The BASE64-encoded salt used for hashing ("pH1TDVHSfGBxkd3Q88UNhQ==") is prepended to the original password. The target BASE64-encoded hash must be "pVjR9ktO9vlxijXcMPlH+4PLwD4Xwy1aqbNQOFmWaSpvBjipNh//T8S3nBhq6HRoRVfWL6s/+NdUCPTxUr0vZw=="

So my Python script attempts to generate the same hash value with the described algorithm as follows:

import hashlib
import base64
import struct

TARGET_HASH = 'pVjR9ktO9vlxijXcMPlH+4PLwD4Xwy1aqbNQOFmWaSpvBjipNh//T8S3nBhq6HRoRVfWL6s/+NdUCPTxUr0vZw=='

TARGET_SALT = 'pH1TDVHSfGBxkd3Q88UNhQ=='
bsalt = base64.b64decode(TARGET_SALT)

def hashit(what, alg='sha512', **kwargs):
    if alg == 'sha1':
        return hashlib.sha1(what)
    elif alg == 'sha512':
        return hashlib.sha512(what)
    # etc...
    else:
        raise Exception(f'Unsupported hash algorithm: {alg}')

def gethash(data, salt=None, alg='sha512', iters=100000, base64result=True, returnstring=True):
    # encode password in UTF-16LE
    # ECMA-376-1:2016 17.15.1.29 (p. 1026)
    if isinstance(data, str): data = data.encode('utf-16-le')
    
    # prepend salt if provided
    if not salt is None:
        if isinstance(salt, str): salt = salt.encode('utf-16-le')
        ghash = salt + data
    else:
        ghash = data
    
    # hash iteratively for 'iters' rounds
    for i in range(iters):
        try:
            # next hash = hash(previous data) + 4-byte integer (previous round number) with LE byte ordering
            # ECMA-376-1:2016 17.15.1.29 (p. 1020)
            ghash = hashit(ghash, alg).digest() + struct.pack('<I', i)
        except Exception as err:
            print(err)
            break
    
    # remove trailing round number bytes
    ghash = ghash[:-4]

    # BASE64 encode if requested
    if base64result:
        ghash = base64.b64encode(ghash)
    # return as an ASCII string if requested
    if returnstring:
        ghash = ghash.decode()
        
    return ghash

But then when I run

print(gethash('johnjohn', bsalt))

I get the following hash which is not equal to the target one:

G47RT4/+JdE6pnrP6MqUKa3JyL8abeYSCX+E4+9J+6shiZqImBJ8M6bb+IMKEdvKd6+9dVnQ3oeOsgQz/aCdcQ==

Could I be wrong in my implementation somewhere or do you think there's a difference in the low-level hash function implementation (Python's hashlib vs.
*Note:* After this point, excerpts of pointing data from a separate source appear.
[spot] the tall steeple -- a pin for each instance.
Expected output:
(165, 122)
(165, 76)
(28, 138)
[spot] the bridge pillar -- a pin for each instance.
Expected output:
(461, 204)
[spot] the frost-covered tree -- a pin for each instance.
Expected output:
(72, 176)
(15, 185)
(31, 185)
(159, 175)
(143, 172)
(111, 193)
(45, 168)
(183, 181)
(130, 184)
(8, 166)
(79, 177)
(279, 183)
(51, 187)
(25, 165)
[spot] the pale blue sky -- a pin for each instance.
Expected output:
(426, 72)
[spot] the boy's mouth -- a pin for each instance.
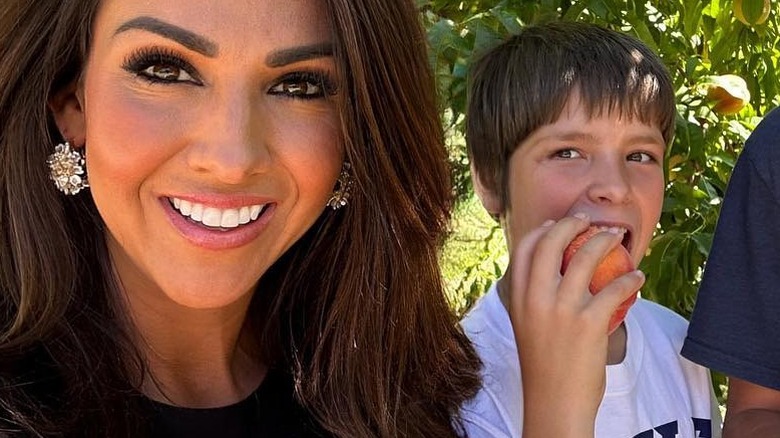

Open XML)?

Updated

I realized that Word uses a legacy algorithm to pre-process passwords (for compatibility with older versions). This algorithm is described at length in ECMA-376-1:2016 Part 4 (Transitional Migration Features, #14.8.1 "Legacy Password Hash Algorithm"). So I've managed to make a script that reproduces the official ECMA example:

def strtobytes(s, trunc=15):    
    b = s.encode('utf-16-le')
    # remove BOM symbol if present
    if b[0] == 0xfeff: b = b[1:]    
    pwdlen = min(trunc, len(s))
    if pwdlen < 1: return None
    return bytes([b[i] or b[i+1] for i in range(0, pwdlen * 2, 2)])

def process_pwd(pwd):
    # 1. PREPARE PWD STRING (TRUNCATE, CONVERT TO BYTES)
    pw = strtobytes(pwd) if isinstance(pwd, str) else pwd[:15]
    pwdlen = len(pw)
    
    # 2. HIGH WORD CALC
    HW = InitialCodeArray[pwdlen - 1]
    for i in range(pwdlen):
        r = 15 - pwdlen + i
        for ibit in range(7):
            if (pw[i] & (0x0001 << ibit)):                
                HW ^= EncryptionMatrix[r][ibit]
    
    # 3. LO WORD CALC
    LW = 0
    for i in reversed(range(pwdlen)):
        LW = (((LW >> 14) & 0x0001) | ((LW << 1) & 0x7FFF)) ^ pw[i]
    LW = (((LW >> 14) & 0x0001) | ((LW << 1) & 0x7FFF)) ^ pwdlen ^ 0xCE4B    
    
    # 4. COMBINE AND REVERSE
    return bytes([LW & 0xff, LW >> 8, HW & 0xff, HW >> 8])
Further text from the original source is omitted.